Em artigo publicado no site “Jusbrasil”, Gomes argumenta que, caso a vacância se dê por motivos eleitorais, deve ser aplicado o Código Eleitoral, e em casos de motivação geral, a Constituição. Segundo essa interpretação, a cassação da chapa Dilma-Temer pelo TSE, se ocorrer ainda neste ano, deveria ser seguida de uma eleição direta.

Além do conflito jurídico, a hipótese depende também de uma análise da constitucionalidade da minirreforma eleitoral aprovada em 2015, que passou a vigorar no pleito do ano passado. O próprio Lindbergh, em sua justificativa em defesa das Diretas Já, lembrou que a minirreforma terá sua constitucionalidade debatida pelo STF por ter sido editada por meio de lei ordinária, e não uma emenda à Constituição. A Procuradoria-Geral da República, lembra o parlamentar, chegou a pedir a impugnação do texto.

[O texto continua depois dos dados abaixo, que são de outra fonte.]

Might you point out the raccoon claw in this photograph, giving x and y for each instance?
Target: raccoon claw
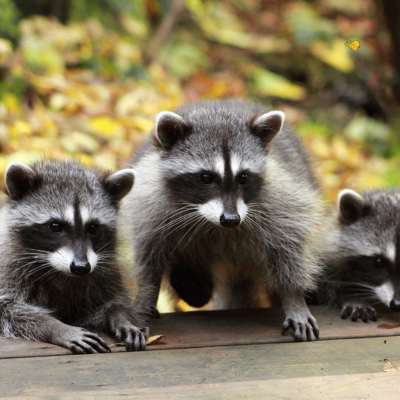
(150, 313)
(355, 311)
(154, 313)
(303, 331)
(134, 338)
(85, 342)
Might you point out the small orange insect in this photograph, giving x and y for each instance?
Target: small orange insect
(354, 45)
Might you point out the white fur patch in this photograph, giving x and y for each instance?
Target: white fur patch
(235, 164)
(212, 210)
(92, 258)
(62, 259)
(385, 293)
(391, 251)
(220, 166)
(84, 214)
(263, 119)
(241, 209)
(170, 116)
(69, 215)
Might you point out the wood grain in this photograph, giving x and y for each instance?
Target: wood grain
(348, 368)
(223, 328)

Enquanto não tem sua constitucionalidade analisada pelo STF, a lei já tem produzido efeitos. Está prevista para agosto de 2017 novas eleições para o governo do Amazonas. Em maio, O Tribunal Superior Eleitoral cassou o mandato de José Melo e seu vice e determinou a realização de um novo pleito. O mesmo pode ocorrer no Rio de Janeiro, caso o TSE confirme a decisão do Tribunal Regional Eleitoral de cassar a chapa de Luiz Fernando Pezão e Francisco Dornelles.

Há, porém, uma importante diferença: a Constituição não estabelece regras eleitorais em caso de vacância de governadores e prefeitos, o que tem permitido a aplicação do Código Eleitoral. Como no caso da Presidência da República há uma determinação expressa na Carta, pode-se alegar que o Código Eleitoral é infraconstitucional e não teria validade nesse caso.